Irish food producers and the Cluetrain Manifesto

Posted on December 12, 2005, by Conor O'Neill, under Bandon, Blogging, Business, Cork, Food, Ireland.

I know absolutely nothing about marketing as I discovered in my first startup enterprise when it took me a year to notice that there was no “U” in our “USP”.

But over the past year I have been watching what Hugh McLeod has been doing with the idea of The Global Microbrand. Hugh is most famous for using blogging to create worldwide interest and demand for the products of a Saville Row tailor.
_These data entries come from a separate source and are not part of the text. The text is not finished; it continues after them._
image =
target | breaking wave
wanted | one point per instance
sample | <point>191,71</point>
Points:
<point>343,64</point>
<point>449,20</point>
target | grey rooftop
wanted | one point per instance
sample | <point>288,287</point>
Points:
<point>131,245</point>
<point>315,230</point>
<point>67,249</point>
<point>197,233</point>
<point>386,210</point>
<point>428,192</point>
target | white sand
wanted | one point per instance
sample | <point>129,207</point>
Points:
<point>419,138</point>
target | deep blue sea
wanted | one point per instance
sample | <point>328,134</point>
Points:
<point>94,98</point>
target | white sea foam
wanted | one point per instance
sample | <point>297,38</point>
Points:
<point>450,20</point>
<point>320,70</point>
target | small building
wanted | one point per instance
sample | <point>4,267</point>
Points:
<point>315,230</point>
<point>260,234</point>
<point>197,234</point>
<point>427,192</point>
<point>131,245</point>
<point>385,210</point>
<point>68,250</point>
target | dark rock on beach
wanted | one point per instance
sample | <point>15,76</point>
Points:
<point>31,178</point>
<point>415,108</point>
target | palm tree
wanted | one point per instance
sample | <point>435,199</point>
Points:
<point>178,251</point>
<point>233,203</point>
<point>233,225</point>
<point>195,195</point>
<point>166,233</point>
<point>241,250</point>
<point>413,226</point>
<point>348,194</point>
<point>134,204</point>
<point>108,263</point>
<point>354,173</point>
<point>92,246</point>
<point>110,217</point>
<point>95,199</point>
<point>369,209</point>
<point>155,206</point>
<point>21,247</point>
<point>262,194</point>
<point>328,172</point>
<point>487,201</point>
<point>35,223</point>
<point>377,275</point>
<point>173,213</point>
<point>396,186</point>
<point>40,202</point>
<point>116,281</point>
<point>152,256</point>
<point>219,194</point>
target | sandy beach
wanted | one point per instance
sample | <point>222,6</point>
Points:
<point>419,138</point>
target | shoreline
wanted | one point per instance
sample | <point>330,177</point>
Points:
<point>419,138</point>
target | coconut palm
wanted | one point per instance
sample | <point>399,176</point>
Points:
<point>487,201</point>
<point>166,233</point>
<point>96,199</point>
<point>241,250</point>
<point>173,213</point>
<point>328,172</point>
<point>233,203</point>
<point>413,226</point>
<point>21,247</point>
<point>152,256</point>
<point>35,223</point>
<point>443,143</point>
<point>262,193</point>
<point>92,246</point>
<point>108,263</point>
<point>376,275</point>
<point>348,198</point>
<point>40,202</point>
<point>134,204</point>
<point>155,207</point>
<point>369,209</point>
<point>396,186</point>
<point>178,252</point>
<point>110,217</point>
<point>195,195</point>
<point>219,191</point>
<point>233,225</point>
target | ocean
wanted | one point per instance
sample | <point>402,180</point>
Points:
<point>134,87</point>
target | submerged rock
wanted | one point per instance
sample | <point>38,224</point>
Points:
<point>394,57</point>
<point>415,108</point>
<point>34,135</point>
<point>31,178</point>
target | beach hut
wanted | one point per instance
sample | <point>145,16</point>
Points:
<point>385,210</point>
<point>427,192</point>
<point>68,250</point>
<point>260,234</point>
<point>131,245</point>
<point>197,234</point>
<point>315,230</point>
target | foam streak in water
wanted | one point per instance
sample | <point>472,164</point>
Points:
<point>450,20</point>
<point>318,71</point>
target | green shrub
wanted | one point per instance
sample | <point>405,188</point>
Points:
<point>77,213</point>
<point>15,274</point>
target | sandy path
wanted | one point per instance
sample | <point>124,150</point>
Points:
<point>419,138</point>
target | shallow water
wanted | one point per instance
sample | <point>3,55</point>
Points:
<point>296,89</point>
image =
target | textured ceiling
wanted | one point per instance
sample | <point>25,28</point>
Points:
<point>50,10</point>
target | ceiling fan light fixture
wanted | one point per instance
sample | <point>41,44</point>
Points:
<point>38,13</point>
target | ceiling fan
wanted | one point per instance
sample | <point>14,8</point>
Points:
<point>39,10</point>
Hugh is a disciple of “The Cluetrain Manifesto” which is a fantastic rant about where markets are going and how they are changing. The Number 1 thesis of the manifesto is that Markets are conversations. The amazing thing about it is that it was written in 1999. Hugh has a Hughtrain page which has some great thoughts on this area too.

More recently, and of more interest to me, are his efforts to to something similar with Stormhoek, a small South African wine company. In this case, one of the approaches is to send out free bottles of wine to bloggers and hope they blog about it. It appears to be working extremely well. There have probably been more words written about Stormhoek in the UK and Ireland in the past few months than about all of the Chilean producers combined.

The reason I mention all of this is due to a simple thing which happened last week. I blogged about Ummera Smoked Rashers; Anthony Creswell, who owns Ummera, spotted the blog and posted a reply. A few messages passed back and forth and I mentioned that I had never spotted their smoked eel in any of the shops. What does Anthony do? He drops a pack into Urru (a local gourmet food shop which stocks his smoked chicken and salmon)! I was gobsmacked.

Now, you may think this is just a bit of good customer service with a firm providing product to a local consumer (Ummera is only 10km or so from our house). But I think something far more important started here which is right at the heart of The Cluetrain Manifesto. Quite simply, this would never have happened like this without the “Read/Write Web” as it is known. Sure, I could have mailed Ummera and asked who stocks their eel and they could have dropped some into Urru for me. The gain for them? One extra customer.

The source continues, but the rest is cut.